In 2021, 354 people died during the July unrest, ostensibly over the imprisonment of former president Jacob Zuma. But that violence quickly became something larger and uglier: looting, vigilantism, racial fear, score-settling, opportunistic killing and the collapse of public order. Every outbreak arrives wrapped in an excuse. The dead never get to debate the slogan.

Do not get me started on the pre-1994 killing frenzy in the name of politics. What fucken politics? We killed in the name of liberation. We killed in the name of counter-revolution. We killed in the name of law and order. We killed in the name of the people.

Now we threaten to kill in the name of borders. Why do we always find an excuse to kill? The answer, I fear, is that killing gives failed politics the illusion of purpose. It gives unemployed men the feeling of power. It gives demagogues an audience. It gives cowards a crowd. It gives the state an excuse to look shocked.

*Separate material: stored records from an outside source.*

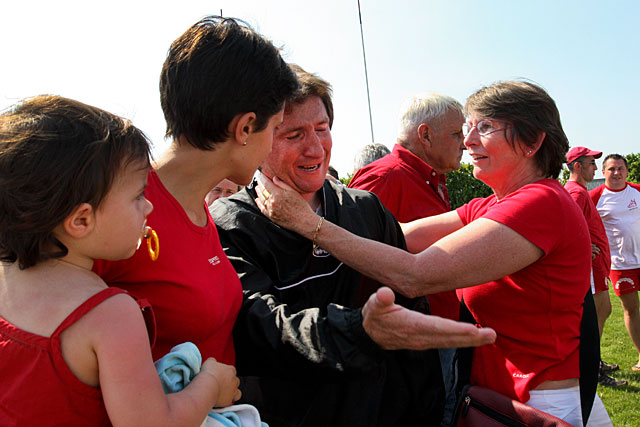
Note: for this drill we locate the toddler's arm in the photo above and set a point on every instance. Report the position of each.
(130, 385)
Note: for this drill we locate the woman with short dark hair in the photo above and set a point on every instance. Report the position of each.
(521, 257)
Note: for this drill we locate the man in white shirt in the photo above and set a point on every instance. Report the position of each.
(618, 203)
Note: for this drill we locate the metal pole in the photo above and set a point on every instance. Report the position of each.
(366, 76)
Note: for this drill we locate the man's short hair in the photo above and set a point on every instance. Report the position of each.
(615, 156)
(370, 153)
(311, 85)
(424, 108)
(217, 69)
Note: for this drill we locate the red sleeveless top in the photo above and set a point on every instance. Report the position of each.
(36, 385)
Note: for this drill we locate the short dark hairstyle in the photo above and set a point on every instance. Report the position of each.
(531, 110)
(55, 154)
(615, 156)
(219, 68)
(333, 172)
(312, 85)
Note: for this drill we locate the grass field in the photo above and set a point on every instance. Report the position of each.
(622, 403)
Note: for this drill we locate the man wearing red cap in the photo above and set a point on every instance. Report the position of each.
(618, 203)
(581, 163)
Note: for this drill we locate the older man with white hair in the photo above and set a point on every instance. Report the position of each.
(410, 182)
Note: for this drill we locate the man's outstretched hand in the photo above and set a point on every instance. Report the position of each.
(394, 327)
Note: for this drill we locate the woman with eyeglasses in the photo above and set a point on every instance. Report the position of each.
(520, 258)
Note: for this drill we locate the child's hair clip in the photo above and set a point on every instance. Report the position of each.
(153, 243)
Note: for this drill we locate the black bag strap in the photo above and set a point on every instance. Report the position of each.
(464, 355)
(589, 354)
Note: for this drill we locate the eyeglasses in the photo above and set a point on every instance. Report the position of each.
(485, 127)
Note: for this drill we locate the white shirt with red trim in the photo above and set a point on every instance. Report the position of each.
(620, 213)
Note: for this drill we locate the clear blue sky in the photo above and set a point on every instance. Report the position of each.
(585, 53)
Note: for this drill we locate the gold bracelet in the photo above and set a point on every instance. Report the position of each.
(315, 235)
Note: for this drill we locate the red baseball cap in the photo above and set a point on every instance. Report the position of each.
(576, 152)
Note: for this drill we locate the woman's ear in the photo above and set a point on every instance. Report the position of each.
(242, 126)
(80, 221)
(531, 151)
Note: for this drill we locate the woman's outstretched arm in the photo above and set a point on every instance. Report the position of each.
(482, 251)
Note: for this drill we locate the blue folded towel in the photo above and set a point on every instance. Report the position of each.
(176, 370)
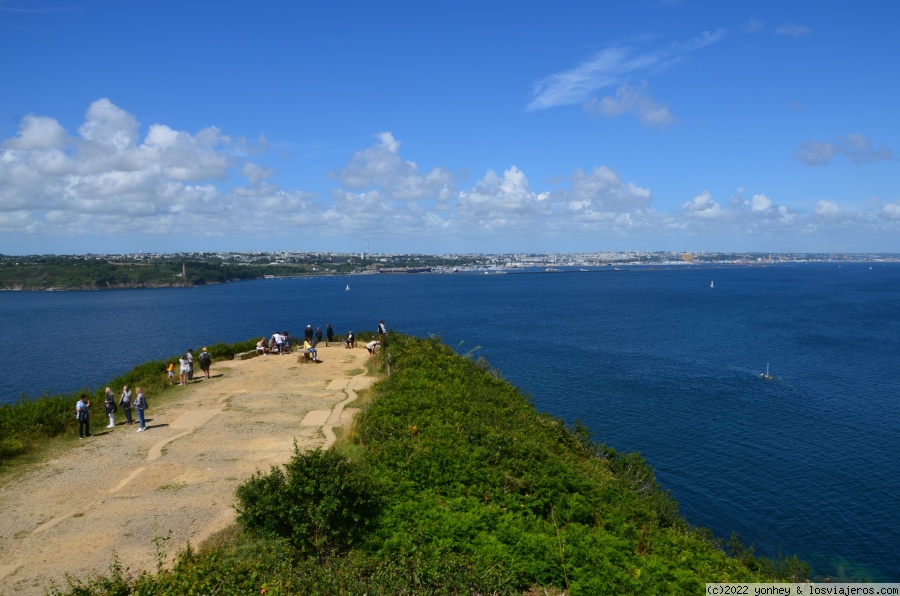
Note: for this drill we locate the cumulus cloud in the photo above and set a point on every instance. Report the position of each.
(610, 67)
(855, 147)
(631, 100)
(816, 153)
(38, 132)
(115, 178)
(703, 206)
(760, 203)
(381, 167)
(825, 208)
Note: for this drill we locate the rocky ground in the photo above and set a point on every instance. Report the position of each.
(143, 496)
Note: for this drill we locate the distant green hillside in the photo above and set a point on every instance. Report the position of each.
(451, 483)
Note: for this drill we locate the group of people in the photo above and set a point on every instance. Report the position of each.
(186, 366)
(127, 401)
(280, 343)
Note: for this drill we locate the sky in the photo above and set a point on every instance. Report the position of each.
(449, 127)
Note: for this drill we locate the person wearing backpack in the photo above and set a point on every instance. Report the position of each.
(111, 407)
(125, 402)
(140, 404)
(83, 415)
(205, 361)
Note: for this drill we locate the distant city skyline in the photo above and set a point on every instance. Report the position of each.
(661, 125)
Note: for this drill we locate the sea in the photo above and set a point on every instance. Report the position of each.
(665, 361)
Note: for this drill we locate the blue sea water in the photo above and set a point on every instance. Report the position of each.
(650, 359)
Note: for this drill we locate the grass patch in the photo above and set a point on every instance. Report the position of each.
(36, 428)
(175, 487)
(449, 482)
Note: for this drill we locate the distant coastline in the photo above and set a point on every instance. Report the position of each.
(143, 271)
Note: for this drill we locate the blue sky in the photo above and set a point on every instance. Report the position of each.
(449, 126)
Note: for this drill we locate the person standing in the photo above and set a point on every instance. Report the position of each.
(110, 407)
(205, 361)
(83, 414)
(190, 357)
(125, 402)
(140, 404)
(309, 348)
(184, 367)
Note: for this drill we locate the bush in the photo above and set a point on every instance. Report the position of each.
(322, 503)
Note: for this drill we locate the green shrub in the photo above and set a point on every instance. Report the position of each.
(321, 502)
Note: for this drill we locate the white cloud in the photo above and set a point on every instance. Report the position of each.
(609, 67)
(760, 203)
(38, 132)
(704, 207)
(858, 148)
(107, 124)
(381, 167)
(256, 173)
(793, 30)
(632, 100)
(825, 208)
(110, 181)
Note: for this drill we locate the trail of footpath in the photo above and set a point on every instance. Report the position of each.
(135, 495)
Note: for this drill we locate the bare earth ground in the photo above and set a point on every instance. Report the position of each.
(136, 494)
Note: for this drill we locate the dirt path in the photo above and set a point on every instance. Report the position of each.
(122, 492)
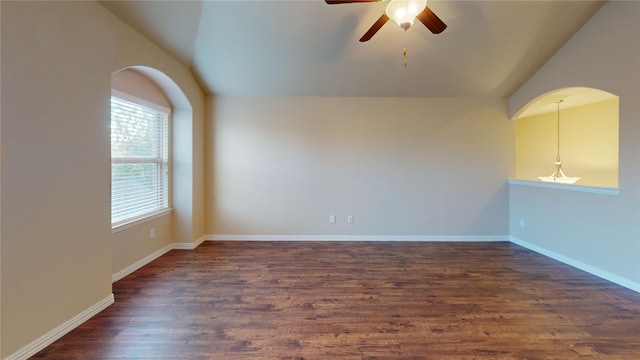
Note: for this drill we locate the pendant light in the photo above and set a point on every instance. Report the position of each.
(558, 175)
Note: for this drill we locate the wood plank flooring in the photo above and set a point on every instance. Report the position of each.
(359, 300)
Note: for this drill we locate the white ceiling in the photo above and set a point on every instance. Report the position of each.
(309, 48)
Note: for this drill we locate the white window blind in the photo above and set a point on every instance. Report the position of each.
(139, 161)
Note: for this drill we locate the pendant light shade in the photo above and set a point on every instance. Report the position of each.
(558, 175)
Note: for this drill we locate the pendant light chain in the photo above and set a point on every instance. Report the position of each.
(558, 128)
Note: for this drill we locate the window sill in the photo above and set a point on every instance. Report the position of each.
(141, 219)
(567, 187)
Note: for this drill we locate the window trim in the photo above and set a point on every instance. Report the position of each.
(136, 220)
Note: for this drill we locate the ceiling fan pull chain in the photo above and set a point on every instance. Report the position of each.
(404, 52)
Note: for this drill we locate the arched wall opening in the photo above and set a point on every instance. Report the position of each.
(588, 135)
(156, 234)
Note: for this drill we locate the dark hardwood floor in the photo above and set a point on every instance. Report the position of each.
(359, 300)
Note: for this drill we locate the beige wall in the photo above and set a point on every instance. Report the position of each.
(57, 60)
(588, 140)
(600, 231)
(400, 166)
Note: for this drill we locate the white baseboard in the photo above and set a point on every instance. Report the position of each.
(140, 263)
(156, 254)
(579, 265)
(222, 237)
(189, 246)
(55, 334)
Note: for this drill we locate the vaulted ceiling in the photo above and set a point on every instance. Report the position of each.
(310, 48)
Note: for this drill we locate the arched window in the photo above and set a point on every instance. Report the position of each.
(140, 141)
(588, 136)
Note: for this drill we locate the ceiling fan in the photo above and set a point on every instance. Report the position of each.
(403, 12)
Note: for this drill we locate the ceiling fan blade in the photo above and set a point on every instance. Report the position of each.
(374, 29)
(431, 21)
(334, 2)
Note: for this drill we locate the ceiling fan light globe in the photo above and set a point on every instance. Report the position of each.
(404, 12)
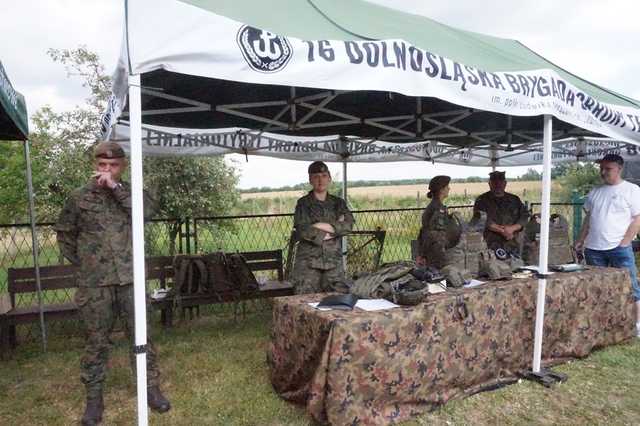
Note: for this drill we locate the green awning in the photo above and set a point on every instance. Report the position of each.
(14, 123)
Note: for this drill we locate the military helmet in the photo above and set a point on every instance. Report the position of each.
(454, 275)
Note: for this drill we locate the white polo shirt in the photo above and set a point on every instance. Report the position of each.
(611, 208)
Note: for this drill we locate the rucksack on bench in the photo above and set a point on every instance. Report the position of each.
(215, 273)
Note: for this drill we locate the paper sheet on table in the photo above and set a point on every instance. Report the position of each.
(365, 305)
(375, 304)
(473, 283)
(315, 305)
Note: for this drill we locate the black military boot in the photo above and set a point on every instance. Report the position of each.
(156, 401)
(93, 412)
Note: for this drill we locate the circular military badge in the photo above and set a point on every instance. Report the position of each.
(263, 50)
(501, 253)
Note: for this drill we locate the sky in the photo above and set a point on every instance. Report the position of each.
(597, 40)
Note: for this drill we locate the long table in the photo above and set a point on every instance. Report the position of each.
(370, 368)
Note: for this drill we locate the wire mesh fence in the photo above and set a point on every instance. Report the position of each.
(228, 234)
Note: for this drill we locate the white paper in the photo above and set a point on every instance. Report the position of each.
(473, 283)
(375, 304)
(364, 304)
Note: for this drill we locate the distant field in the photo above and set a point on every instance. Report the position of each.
(401, 191)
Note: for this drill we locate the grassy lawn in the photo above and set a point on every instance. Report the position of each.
(214, 372)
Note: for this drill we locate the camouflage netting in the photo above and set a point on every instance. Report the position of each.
(374, 368)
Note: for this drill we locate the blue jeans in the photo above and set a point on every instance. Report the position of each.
(619, 257)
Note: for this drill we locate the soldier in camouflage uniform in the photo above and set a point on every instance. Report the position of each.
(94, 233)
(434, 239)
(506, 215)
(320, 220)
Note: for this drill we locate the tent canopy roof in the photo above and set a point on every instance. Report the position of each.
(361, 20)
(13, 111)
(321, 68)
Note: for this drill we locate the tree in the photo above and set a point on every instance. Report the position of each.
(531, 174)
(190, 187)
(62, 161)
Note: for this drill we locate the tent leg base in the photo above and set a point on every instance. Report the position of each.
(545, 377)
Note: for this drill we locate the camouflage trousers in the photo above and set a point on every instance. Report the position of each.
(99, 308)
(307, 279)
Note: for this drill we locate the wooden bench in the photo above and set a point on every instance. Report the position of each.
(22, 281)
(161, 268)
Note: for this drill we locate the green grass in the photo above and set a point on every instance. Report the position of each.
(215, 373)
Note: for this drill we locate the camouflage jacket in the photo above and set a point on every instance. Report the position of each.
(94, 233)
(505, 210)
(324, 254)
(436, 234)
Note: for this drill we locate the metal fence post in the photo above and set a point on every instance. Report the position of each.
(578, 201)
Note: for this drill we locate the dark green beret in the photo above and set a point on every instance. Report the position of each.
(108, 149)
(318, 167)
(437, 183)
(496, 175)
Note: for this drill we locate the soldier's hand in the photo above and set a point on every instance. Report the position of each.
(105, 179)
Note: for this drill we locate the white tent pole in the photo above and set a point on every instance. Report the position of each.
(34, 242)
(137, 218)
(344, 181)
(544, 243)
(344, 197)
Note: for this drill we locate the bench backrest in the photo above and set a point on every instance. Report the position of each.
(55, 277)
(161, 267)
(268, 260)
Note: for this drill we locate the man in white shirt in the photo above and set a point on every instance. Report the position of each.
(611, 223)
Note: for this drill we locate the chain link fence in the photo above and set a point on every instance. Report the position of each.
(224, 233)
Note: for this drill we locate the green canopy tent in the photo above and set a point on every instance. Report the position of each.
(352, 71)
(14, 125)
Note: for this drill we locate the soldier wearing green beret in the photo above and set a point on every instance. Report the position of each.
(321, 219)
(94, 234)
(506, 215)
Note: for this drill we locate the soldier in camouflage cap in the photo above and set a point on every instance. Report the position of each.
(440, 231)
(94, 234)
(321, 219)
(506, 215)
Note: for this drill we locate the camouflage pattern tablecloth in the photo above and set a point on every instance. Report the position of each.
(371, 368)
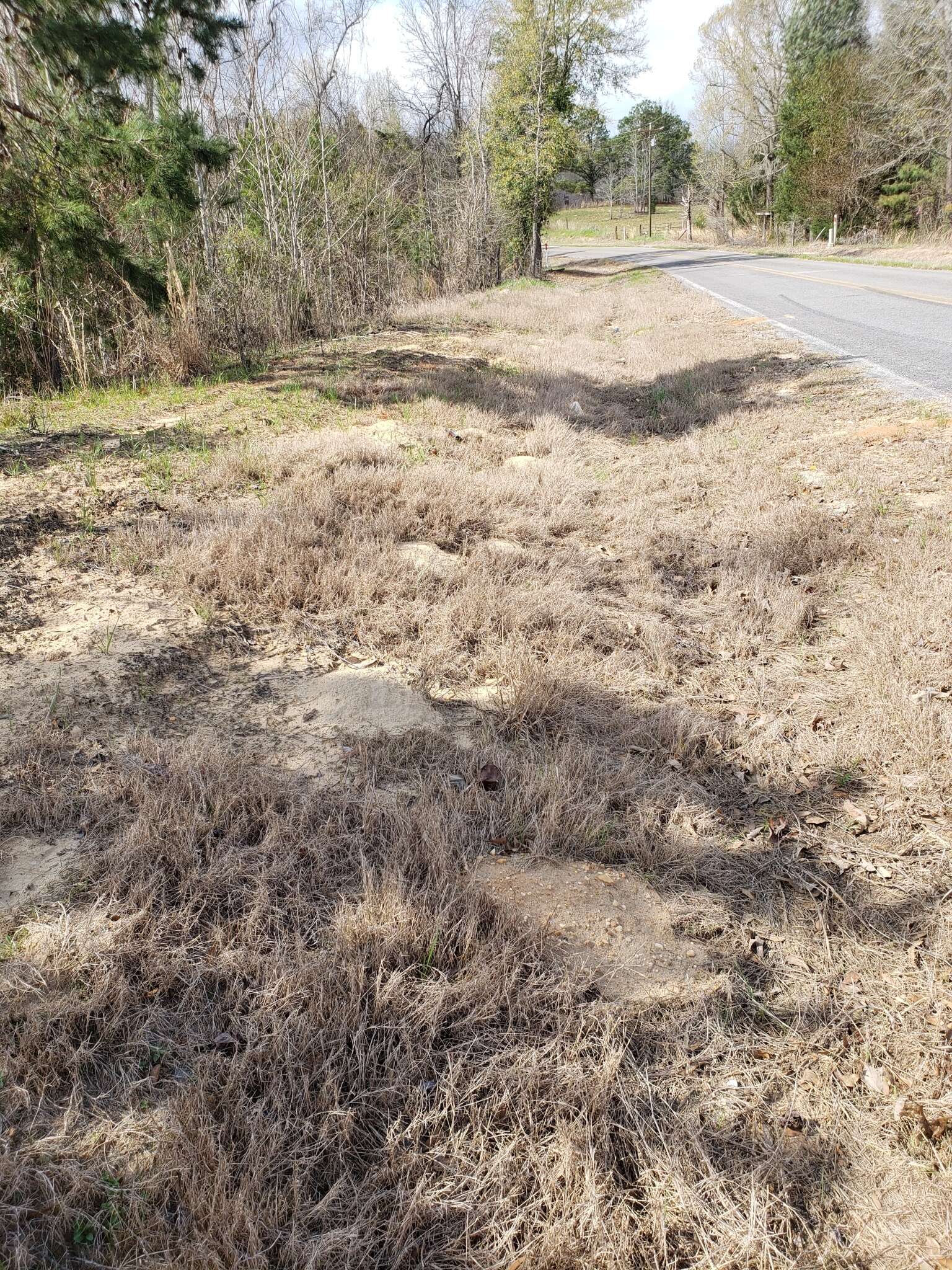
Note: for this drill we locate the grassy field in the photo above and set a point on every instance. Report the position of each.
(598, 224)
(588, 577)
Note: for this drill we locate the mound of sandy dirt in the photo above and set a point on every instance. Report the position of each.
(606, 920)
(31, 865)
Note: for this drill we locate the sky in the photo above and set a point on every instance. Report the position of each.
(671, 27)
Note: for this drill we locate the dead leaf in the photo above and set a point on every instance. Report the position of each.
(489, 776)
(778, 827)
(875, 1080)
(857, 815)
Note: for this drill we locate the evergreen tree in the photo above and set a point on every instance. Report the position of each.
(97, 159)
(673, 150)
(819, 118)
(592, 146)
(550, 54)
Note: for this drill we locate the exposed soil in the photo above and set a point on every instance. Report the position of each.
(604, 920)
(478, 796)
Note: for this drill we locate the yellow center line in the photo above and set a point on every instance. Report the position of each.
(853, 286)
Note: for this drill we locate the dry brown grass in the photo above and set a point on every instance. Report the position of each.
(702, 616)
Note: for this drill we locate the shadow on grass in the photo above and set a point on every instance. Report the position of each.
(668, 404)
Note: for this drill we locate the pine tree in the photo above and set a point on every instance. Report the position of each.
(550, 54)
(97, 159)
(824, 45)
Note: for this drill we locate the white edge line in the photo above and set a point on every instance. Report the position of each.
(880, 373)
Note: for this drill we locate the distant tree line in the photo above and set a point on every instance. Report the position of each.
(188, 182)
(813, 110)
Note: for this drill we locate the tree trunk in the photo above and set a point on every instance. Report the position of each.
(536, 247)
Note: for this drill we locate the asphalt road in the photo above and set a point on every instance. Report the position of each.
(895, 323)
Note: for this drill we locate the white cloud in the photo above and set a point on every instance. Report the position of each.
(671, 27)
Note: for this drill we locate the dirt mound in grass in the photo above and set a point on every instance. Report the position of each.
(604, 920)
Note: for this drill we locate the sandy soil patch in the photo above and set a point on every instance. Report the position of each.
(30, 866)
(606, 920)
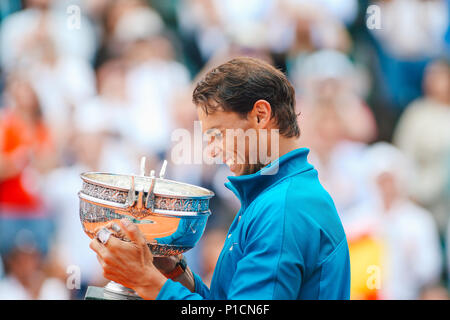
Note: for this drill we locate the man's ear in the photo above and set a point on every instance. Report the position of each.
(261, 114)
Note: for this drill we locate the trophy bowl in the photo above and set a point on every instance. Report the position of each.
(171, 215)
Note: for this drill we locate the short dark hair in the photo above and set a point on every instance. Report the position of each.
(237, 84)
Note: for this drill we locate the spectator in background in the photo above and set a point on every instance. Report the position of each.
(37, 41)
(27, 150)
(336, 124)
(404, 241)
(25, 272)
(22, 32)
(423, 134)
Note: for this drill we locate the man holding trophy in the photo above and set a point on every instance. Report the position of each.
(286, 241)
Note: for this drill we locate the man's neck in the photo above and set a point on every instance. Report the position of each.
(287, 145)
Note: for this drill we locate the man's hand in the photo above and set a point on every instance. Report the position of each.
(130, 263)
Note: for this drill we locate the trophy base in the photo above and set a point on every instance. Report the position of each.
(112, 291)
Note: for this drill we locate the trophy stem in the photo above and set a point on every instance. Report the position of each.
(116, 291)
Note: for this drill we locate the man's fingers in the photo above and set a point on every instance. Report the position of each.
(97, 247)
(132, 232)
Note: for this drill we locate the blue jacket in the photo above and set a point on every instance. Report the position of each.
(286, 241)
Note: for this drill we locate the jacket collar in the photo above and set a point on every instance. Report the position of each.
(248, 187)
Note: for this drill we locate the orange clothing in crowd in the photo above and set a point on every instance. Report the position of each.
(19, 141)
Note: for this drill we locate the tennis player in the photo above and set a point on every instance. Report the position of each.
(286, 241)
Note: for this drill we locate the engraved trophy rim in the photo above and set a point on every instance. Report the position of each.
(143, 183)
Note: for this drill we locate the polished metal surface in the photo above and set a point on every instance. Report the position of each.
(171, 215)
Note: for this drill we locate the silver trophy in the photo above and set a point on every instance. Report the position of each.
(171, 215)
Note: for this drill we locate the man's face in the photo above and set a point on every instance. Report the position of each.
(228, 139)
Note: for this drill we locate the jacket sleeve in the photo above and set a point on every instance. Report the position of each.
(176, 291)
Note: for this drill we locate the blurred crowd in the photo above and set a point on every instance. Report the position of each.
(94, 85)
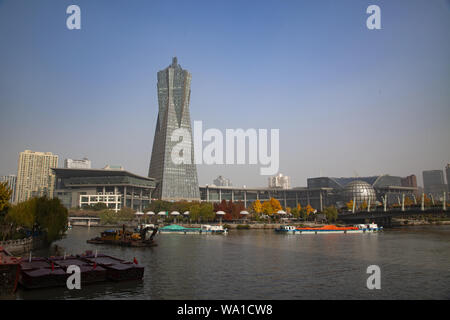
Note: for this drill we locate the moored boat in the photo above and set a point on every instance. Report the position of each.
(286, 229)
(117, 269)
(41, 273)
(9, 272)
(143, 238)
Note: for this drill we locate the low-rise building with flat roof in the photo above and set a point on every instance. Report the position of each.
(115, 188)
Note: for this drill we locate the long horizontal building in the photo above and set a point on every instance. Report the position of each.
(318, 198)
(320, 193)
(115, 188)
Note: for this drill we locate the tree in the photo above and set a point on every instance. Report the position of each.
(194, 211)
(349, 205)
(47, 215)
(256, 207)
(99, 206)
(207, 211)
(51, 217)
(309, 210)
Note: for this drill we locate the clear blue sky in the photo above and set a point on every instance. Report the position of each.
(347, 100)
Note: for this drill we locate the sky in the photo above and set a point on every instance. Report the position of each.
(348, 101)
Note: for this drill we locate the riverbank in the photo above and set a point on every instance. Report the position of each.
(396, 222)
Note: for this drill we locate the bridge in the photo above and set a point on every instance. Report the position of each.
(384, 218)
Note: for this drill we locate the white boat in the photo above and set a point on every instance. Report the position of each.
(287, 229)
(206, 228)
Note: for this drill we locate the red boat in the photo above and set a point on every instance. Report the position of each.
(90, 272)
(328, 229)
(40, 273)
(117, 269)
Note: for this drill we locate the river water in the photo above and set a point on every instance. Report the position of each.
(260, 264)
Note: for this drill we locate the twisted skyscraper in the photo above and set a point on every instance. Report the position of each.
(174, 181)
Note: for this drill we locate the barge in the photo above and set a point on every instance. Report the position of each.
(36, 273)
(143, 238)
(360, 228)
(9, 272)
(204, 229)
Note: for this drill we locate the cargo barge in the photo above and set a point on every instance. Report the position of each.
(143, 238)
(204, 229)
(360, 228)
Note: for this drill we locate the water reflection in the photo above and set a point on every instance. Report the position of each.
(259, 264)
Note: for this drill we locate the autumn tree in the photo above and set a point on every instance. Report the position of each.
(349, 205)
(331, 213)
(194, 211)
(256, 207)
(309, 210)
(5, 195)
(47, 215)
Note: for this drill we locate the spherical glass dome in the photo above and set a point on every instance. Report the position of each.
(360, 192)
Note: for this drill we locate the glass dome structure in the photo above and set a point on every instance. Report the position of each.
(360, 192)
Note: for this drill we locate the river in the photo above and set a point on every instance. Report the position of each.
(260, 264)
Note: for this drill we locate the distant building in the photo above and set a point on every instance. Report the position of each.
(175, 181)
(280, 181)
(11, 180)
(385, 186)
(447, 174)
(115, 188)
(222, 182)
(410, 181)
(84, 163)
(34, 175)
(433, 183)
(113, 167)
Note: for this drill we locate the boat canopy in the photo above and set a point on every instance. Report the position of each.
(175, 227)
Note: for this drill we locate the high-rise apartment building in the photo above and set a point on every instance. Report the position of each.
(34, 175)
(84, 163)
(11, 180)
(280, 181)
(433, 182)
(175, 181)
(447, 175)
(222, 182)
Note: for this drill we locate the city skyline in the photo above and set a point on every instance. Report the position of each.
(343, 90)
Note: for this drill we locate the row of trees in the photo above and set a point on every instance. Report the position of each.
(47, 216)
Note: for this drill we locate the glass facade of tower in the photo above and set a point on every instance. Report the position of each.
(174, 181)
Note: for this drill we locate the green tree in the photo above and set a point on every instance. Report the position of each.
(207, 211)
(194, 211)
(331, 213)
(47, 215)
(99, 206)
(51, 217)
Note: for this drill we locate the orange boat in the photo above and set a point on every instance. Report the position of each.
(9, 272)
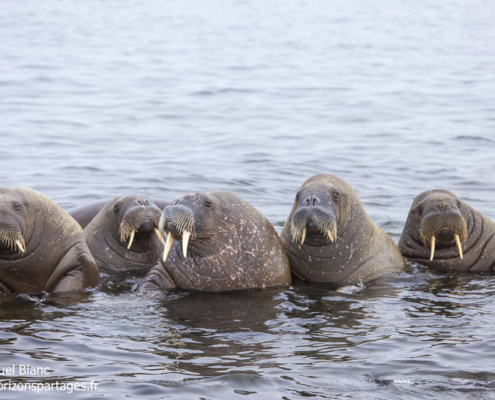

This matters because a country that normalises the public humiliation of black African migrants is not only endangering migrants. It is training itself to accept mob power. Today, the mob demands papers from Malawians, Zimbabweans, Mozambicans, Nigerians, Ghanaians, Congolese and other black Africans. Tomorrow, it will demand proof of belonging from South Africans with the wrong surname, wrong accent, wrong skin tone, wrong politics or wrong address. Once violence becomes a language of citizenship, nobody is safe.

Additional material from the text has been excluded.